Beantragen Sie den Kredit vor Vorhabenbeginn bei einem Finanzierungspartner Ihrer Wahl, etwa Ihrer Bank. Wählen Sie im gBzA-Center der KfW Programm 268 und geben Sie Ihre Vorhabendaten ein. So erstellen Sie die erforderliche gewerbliche Bestätigung zum Antrag (gBzA). Unterschreiben Sie das Dokument und reichen Sie es beim Finanzierungspartner ein, der den Kreditantrag abwickelt.
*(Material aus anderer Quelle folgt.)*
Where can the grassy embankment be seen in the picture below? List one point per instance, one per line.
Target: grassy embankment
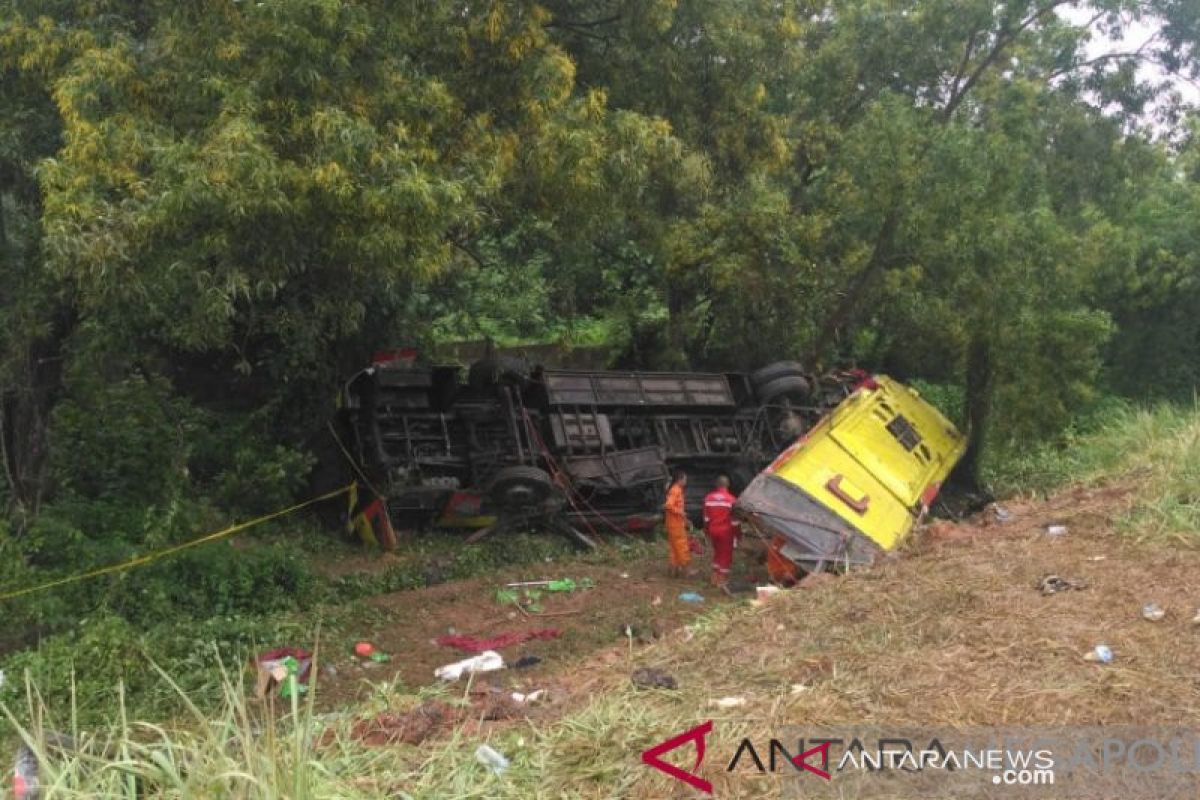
(952, 635)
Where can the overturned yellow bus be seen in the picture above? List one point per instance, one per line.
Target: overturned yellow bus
(857, 482)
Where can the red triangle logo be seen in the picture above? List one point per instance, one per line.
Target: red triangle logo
(803, 763)
(693, 780)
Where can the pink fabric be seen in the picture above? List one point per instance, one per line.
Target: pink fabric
(471, 644)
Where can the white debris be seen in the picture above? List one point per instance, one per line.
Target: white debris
(727, 702)
(486, 661)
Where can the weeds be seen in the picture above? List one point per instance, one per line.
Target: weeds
(1157, 449)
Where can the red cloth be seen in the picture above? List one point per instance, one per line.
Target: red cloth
(471, 644)
(719, 513)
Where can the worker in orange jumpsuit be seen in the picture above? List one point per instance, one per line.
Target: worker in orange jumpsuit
(721, 528)
(677, 524)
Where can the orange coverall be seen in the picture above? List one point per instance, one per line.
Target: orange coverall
(677, 528)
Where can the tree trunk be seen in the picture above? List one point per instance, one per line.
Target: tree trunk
(846, 307)
(981, 384)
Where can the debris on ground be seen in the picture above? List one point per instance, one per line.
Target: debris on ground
(642, 633)
(409, 728)
(491, 758)
(525, 662)
(727, 702)
(472, 644)
(559, 584)
(999, 513)
(531, 697)
(1051, 584)
(814, 579)
(281, 668)
(653, 678)
(486, 661)
(766, 593)
(25, 785)
(493, 705)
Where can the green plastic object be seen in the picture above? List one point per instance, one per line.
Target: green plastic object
(292, 683)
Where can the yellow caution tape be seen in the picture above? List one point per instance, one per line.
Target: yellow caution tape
(142, 560)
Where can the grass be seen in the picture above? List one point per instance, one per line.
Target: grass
(951, 636)
(1156, 449)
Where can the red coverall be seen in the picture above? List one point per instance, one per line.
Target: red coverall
(723, 529)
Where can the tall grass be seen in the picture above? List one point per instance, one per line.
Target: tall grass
(1156, 450)
(250, 750)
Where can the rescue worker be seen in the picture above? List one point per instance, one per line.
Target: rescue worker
(676, 521)
(723, 530)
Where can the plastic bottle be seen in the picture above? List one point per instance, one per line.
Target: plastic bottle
(491, 758)
(485, 661)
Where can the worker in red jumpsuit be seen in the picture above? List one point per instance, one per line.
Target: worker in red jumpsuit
(723, 529)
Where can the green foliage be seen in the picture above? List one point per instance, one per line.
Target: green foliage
(210, 215)
(1153, 451)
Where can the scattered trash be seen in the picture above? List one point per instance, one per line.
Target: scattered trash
(1051, 584)
(729, 702)
(653, 678)
(814, 579)
(471, 644)
(486, 661)
(282, 667)
(491, 759)
(643, 633)
(27, 782)
(532, 697)
(25, 785)
(766, 593)
(409, 728)
(561, 584)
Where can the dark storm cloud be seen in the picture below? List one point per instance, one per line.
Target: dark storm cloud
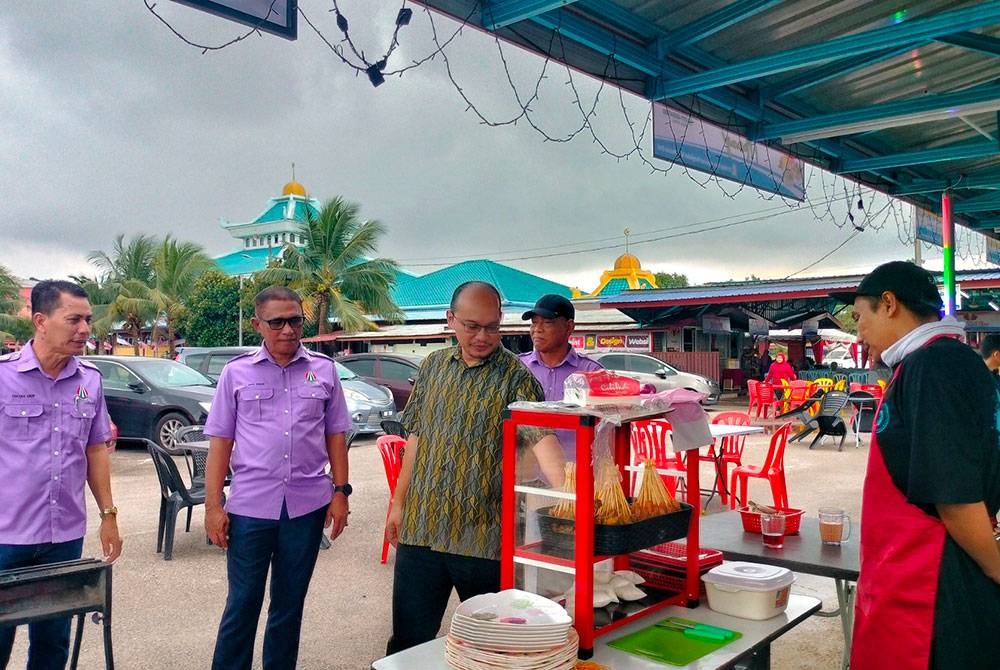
(110, 124)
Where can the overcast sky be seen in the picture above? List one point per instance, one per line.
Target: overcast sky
(111, 124)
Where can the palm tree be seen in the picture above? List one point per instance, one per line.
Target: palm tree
(333, 272)
(176, 267)
(128, 280)
(133, 260)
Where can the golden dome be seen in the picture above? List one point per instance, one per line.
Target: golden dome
(627, 262)
(294, 188)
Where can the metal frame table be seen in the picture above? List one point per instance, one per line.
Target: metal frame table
(754, 646)
(804, 553)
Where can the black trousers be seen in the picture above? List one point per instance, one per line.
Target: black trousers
(422, 585)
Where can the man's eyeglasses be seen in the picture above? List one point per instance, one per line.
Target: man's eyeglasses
(278, 324)
(473, 328)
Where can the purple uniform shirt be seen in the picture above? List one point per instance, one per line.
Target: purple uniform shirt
(45, 427)
(279, 418)
(553, 378)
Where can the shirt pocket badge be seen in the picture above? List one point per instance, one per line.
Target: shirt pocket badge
(311, 400)
(254, 401)
(23, 421)
(82, 417)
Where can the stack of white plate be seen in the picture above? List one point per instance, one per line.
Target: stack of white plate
(511, 629)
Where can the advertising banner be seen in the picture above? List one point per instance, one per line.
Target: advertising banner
(680, 138)
(711, 323)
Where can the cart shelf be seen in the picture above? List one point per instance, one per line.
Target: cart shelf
(516, 550)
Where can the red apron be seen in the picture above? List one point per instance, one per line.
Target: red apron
(901, 548)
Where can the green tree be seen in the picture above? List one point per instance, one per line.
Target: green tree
(671, 280)
(210, 319)
(128, 279)
(333, 272)
(12, 326)
(176, 268)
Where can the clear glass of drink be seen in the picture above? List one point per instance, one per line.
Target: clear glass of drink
(772, 528)
(832, 522)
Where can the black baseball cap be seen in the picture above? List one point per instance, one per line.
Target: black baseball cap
(551, 306)
(910, 283)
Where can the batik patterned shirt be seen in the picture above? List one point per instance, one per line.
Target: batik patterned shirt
(456, 410)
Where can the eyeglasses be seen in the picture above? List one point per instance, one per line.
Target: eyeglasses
(278, 324)
(473, 328)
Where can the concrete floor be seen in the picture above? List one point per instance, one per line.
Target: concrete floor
(166, 612)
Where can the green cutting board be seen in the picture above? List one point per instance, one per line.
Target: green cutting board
(667, 646)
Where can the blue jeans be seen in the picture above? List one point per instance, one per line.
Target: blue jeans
(423, 579)
(48, 641)
(289, 548)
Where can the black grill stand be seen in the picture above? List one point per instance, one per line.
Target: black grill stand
(71, 588)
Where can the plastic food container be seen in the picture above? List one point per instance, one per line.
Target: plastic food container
(748, 590)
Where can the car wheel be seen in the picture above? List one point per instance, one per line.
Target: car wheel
(165, 428)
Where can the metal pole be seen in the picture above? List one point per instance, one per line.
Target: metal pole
(239, 312)
(948, 244)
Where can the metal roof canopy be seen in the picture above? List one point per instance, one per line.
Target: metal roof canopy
(783, 302)
(904, 101)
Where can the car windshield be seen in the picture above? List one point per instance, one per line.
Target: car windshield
(344, 373)
(162, 372)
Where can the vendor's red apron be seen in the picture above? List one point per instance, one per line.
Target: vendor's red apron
(901, 549)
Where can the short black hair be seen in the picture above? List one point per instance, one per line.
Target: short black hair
(472, 284)
(990, 344)
(276, 293)
(47, 294)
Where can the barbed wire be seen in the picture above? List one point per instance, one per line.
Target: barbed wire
(857, 215)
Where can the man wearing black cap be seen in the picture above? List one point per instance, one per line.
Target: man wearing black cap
(929, 589)
(553, 357)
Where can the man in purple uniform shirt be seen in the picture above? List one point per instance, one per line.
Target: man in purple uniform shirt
(553, 358)
(277, 420)
(55, 427)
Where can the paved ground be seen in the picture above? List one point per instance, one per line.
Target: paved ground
(166, 612)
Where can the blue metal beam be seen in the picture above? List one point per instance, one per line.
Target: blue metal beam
(884, 115)
(817, 76)
(951, 153)
(613, 13)
(603, 42)
(919, 29)
(708, 25)
(978, 181)
(974, 42)
(984, 203)
(501, 13)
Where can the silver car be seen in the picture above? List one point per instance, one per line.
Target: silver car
(369, 404)
(662, 376)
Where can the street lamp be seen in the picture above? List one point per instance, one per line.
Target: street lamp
(239, 309)
(239, 305)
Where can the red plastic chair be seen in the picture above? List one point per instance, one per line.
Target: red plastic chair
(651, 439)
(730, 451)
(772, 469)
(796, 394)
(754, 406)
(391, 448)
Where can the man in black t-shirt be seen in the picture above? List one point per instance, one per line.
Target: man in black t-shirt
(929, 590)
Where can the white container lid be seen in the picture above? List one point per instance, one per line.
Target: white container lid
(750, 576)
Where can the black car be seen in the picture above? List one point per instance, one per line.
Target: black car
(396, 371)
(153, 397)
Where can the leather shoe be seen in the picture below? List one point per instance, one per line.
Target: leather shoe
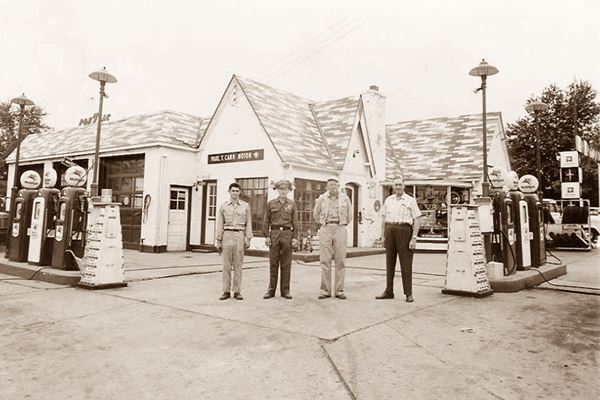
(225, 296)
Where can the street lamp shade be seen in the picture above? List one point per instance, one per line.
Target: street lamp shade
(483, 69)
(536, 106)
(103, 76)
(22, 100)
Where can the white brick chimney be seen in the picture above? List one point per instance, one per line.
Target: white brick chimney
(374, 108)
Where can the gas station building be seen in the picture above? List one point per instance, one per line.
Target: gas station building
(170, 171)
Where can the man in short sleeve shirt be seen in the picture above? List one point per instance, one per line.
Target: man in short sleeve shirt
(400, 227)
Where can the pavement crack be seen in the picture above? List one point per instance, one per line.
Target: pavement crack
(417, 344)
(337, 371)
(254, 324)
(385, 321)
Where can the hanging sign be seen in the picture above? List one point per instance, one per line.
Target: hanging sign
(497, 177)
(528, 184)
(512, 182)
(30, 179)
(75, 176)
(236, 156)
(50, 177)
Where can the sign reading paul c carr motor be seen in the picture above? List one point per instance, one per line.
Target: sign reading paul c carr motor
(236, 156)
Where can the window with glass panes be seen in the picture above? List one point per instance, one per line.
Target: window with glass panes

Nach der KfW-Zusage können Sie den Kreditvertrag beim Finanzierungspartner abschließen, das Geld abrufen und starten. Ein Anspruch auf Förderung besteht nicht; die KfW entscheidet im Rahmen der verfügbaren Mittel.
Weisen Sie Ihrem Finanzierungspartner nach Fertigstellung unverzüglich die ordnungsgemäße Mittelverwendung nach, spätestens 24 Monate nach vollständiger Auszahlung. Bestätigen Sie außerdem die Einhaltung der technischen Anforderungen des Programms.